Me rehúso a anotar la presencia de este u otro poeta, de esta o aquella tradición
porque en esta poesía están presentes todas las lecturas del poeta, todos sus
libros anteriores, toda la cultura que ha logrado acumular en el oficio, de la misma
manera que toda la que le falta y lo admite, pues es en ese momento de la
derrota, de la conciencia de saber lo que aún nos falta, cuando nos crece la
fortaleza y la afirmación de seguir buscando. De ahí que sin ningún pudor diga
desde la altura mayor del poema XLII “Los poetas me preguntan ¿qué es la
poesía? / pero yo no sé nada acerca de poemas. / Yo solo escribo/ y si lo que
escribo les gusta, / me puedo dar por satisfecho”.

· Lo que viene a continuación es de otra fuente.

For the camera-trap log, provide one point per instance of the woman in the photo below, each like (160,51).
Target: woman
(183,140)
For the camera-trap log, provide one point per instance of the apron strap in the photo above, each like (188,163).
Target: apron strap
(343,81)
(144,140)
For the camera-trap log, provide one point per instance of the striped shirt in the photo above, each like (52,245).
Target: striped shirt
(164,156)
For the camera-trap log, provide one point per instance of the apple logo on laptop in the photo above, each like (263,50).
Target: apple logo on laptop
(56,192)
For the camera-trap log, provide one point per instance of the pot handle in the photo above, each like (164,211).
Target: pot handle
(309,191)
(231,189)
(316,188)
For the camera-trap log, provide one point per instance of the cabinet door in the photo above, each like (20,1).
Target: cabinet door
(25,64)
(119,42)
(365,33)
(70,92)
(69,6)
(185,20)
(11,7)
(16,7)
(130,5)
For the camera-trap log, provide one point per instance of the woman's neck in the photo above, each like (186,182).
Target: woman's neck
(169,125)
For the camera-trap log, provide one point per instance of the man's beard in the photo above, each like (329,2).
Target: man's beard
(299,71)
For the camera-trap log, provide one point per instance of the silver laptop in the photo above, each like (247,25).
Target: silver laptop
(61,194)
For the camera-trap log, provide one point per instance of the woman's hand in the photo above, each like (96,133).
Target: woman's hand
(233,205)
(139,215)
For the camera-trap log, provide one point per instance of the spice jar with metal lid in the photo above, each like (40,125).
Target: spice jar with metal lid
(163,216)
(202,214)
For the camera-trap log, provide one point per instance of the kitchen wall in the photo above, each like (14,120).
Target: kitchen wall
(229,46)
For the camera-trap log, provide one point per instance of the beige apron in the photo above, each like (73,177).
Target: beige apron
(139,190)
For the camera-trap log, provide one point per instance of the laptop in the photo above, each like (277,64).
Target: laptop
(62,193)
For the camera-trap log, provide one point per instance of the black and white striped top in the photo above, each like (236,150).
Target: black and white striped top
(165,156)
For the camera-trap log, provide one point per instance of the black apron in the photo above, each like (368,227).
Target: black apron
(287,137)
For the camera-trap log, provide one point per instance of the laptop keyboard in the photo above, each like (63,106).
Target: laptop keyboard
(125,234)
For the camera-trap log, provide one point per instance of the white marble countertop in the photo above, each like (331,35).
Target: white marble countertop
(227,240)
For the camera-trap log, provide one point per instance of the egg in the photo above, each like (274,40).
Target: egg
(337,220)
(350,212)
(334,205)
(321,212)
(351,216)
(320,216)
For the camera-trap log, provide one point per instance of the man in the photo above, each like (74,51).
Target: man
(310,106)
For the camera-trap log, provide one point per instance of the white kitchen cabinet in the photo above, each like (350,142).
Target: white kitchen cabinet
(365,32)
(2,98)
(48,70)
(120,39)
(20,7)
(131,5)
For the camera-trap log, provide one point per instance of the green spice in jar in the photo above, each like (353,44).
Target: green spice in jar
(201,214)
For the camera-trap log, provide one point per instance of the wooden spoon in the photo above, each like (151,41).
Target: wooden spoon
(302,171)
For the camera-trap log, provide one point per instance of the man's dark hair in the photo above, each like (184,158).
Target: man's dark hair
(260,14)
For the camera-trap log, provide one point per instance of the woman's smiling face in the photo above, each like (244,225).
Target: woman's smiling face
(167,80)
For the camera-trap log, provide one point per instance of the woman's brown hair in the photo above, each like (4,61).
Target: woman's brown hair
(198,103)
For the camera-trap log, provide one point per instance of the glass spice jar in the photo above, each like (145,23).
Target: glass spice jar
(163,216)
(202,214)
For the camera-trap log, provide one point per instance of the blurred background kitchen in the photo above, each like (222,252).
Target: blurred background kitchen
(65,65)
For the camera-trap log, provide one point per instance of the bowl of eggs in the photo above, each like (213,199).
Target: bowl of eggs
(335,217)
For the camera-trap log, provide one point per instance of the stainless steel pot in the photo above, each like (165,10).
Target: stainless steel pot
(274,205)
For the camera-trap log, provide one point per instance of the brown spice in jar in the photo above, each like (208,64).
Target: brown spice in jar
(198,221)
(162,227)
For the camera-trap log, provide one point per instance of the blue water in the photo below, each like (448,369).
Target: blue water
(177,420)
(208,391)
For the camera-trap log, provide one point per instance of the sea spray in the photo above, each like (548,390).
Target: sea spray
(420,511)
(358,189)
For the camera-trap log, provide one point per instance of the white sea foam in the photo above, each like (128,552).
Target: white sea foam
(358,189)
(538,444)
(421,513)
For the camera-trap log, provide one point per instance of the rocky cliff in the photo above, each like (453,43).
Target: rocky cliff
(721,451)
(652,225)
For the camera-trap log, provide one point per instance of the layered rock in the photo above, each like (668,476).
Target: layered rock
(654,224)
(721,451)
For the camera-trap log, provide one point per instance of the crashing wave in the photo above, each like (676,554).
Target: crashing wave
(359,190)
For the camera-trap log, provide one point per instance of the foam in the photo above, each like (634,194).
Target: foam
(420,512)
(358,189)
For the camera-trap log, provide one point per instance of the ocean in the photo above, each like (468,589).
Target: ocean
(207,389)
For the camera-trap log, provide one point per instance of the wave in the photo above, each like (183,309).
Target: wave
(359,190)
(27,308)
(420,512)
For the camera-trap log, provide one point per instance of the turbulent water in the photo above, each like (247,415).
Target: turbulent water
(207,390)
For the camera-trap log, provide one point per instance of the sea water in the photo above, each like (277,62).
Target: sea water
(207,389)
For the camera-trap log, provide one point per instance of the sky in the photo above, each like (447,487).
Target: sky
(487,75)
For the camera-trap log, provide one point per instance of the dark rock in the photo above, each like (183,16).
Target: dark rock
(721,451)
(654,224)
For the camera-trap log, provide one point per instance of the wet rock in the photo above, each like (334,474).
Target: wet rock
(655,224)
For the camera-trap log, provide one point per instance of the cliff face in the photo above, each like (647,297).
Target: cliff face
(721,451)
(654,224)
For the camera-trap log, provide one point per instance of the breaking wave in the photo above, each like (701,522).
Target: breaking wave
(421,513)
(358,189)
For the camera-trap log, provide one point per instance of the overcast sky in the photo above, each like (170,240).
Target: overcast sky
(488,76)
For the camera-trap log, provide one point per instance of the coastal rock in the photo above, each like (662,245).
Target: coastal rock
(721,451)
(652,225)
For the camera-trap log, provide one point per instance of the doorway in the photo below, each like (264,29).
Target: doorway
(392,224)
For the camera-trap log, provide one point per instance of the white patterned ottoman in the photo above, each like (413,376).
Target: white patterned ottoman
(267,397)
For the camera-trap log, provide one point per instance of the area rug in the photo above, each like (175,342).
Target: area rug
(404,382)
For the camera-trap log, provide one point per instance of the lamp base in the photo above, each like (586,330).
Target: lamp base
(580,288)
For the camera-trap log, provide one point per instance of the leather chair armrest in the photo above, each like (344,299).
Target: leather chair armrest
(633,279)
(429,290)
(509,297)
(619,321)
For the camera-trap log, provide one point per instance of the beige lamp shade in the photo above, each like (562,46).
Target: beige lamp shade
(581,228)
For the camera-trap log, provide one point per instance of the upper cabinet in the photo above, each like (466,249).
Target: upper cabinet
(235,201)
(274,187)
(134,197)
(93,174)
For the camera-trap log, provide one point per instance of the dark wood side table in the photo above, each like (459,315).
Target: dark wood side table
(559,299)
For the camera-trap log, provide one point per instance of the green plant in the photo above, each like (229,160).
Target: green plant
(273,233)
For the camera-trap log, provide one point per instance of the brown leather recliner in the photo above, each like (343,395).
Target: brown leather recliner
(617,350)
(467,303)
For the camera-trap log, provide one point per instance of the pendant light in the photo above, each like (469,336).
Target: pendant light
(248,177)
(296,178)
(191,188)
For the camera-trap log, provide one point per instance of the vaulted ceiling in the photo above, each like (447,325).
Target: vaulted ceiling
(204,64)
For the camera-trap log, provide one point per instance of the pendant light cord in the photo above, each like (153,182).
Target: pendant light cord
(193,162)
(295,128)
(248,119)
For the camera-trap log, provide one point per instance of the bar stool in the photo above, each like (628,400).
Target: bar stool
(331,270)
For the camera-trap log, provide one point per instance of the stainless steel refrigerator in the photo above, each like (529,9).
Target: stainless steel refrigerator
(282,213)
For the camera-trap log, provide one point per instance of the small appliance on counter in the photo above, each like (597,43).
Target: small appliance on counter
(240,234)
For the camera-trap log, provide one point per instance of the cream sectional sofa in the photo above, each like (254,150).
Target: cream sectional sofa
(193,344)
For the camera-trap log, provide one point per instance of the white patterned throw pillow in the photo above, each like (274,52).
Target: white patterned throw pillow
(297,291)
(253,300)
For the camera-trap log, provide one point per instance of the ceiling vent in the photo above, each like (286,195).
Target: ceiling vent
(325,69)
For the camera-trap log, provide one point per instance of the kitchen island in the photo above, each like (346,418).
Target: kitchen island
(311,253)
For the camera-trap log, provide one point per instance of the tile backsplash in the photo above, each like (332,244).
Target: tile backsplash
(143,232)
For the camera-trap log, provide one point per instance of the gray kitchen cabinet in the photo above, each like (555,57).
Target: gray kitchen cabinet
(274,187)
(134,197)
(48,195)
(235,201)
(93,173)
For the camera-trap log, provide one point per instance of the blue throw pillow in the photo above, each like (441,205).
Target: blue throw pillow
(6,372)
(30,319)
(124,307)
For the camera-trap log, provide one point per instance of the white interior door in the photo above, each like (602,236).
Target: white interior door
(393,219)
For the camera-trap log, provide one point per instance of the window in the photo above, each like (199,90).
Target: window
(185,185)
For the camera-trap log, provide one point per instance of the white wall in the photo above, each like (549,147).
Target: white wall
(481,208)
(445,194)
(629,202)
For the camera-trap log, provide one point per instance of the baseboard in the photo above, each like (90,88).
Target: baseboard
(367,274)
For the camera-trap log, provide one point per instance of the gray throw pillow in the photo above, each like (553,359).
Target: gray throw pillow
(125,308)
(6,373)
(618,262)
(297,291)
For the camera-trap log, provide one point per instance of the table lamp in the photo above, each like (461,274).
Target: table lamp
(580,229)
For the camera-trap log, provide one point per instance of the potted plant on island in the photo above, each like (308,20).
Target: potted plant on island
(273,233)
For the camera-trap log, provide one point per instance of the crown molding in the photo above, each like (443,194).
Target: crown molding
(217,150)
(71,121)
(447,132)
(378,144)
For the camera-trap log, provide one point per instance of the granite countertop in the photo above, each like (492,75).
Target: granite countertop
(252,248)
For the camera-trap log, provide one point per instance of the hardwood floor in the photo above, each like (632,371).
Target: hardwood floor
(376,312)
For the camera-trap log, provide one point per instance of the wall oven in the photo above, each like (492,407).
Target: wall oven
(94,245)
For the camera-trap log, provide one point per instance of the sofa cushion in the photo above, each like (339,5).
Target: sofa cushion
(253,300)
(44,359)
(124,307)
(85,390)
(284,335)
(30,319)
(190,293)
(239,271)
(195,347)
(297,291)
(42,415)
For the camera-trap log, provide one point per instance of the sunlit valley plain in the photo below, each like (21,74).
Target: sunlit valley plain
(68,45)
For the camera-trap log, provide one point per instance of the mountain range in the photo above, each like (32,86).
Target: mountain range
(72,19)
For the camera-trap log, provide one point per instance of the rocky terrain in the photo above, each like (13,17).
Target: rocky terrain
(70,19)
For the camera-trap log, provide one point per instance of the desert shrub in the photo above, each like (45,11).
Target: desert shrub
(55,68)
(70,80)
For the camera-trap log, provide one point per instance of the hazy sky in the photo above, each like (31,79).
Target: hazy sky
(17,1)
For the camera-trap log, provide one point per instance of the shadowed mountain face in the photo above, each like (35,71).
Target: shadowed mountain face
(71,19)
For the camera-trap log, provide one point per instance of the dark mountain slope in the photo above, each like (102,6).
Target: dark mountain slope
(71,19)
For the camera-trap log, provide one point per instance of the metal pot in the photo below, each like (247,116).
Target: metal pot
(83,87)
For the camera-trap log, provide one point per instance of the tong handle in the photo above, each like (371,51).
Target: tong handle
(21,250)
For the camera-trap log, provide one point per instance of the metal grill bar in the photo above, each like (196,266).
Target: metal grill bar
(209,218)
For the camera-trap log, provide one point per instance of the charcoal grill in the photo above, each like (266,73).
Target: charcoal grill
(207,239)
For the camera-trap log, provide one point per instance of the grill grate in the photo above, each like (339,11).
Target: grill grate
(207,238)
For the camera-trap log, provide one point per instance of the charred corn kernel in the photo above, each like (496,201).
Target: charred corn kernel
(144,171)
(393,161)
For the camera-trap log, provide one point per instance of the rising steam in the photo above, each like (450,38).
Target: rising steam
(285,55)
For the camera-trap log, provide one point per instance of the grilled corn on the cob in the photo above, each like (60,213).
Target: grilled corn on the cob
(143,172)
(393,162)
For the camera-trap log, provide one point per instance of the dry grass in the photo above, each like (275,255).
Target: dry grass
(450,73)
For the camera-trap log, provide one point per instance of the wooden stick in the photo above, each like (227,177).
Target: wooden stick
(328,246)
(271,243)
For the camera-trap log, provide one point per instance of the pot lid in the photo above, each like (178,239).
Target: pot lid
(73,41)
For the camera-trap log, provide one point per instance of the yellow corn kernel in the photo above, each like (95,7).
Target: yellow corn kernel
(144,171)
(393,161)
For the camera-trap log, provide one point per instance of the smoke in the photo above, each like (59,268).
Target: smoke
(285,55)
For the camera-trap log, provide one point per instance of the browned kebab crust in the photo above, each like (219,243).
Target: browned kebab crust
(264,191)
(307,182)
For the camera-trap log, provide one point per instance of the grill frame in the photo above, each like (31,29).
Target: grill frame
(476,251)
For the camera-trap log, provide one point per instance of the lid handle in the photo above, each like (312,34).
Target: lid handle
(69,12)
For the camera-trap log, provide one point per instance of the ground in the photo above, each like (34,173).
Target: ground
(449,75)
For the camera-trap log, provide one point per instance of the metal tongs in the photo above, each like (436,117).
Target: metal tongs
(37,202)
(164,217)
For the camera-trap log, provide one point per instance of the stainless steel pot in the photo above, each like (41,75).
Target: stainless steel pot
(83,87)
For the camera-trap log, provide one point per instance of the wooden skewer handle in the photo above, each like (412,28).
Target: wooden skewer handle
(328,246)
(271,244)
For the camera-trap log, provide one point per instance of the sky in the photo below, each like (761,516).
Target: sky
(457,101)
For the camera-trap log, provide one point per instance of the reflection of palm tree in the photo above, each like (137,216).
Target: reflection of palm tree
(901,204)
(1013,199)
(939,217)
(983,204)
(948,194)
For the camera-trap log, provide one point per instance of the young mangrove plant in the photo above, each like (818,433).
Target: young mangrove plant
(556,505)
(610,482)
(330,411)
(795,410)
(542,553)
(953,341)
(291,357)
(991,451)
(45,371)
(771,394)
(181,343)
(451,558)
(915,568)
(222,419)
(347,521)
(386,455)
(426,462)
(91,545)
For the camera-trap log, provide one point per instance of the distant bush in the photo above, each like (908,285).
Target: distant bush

Y es que quizás Cristian Marcelo tenga razón y nos habla con la verdad, al decir
no saber nada acerca de la poesía, pero eso es irrelevante, porque la poesía nos
demuestra en este libro que su presencia infinita, su exquisitez trágica, su
ausencia de respuestas, es lo que la convierte en esencial para seguir
presintiendo y con ello continuar persiguiendo “las formas del silencio”.
Sobre el autor
Víctor Hugo Fernández, escribe poesía y narrativa, esporádicamente escribe también artículos de opinión sobre literatura y cotidianeidad. Su trabajo poético de 40 años se reúne en su libro de poesía La Vida que no estaba. A lo largo de su vida se ha dedicado a la comunicación y la divulgación cultural.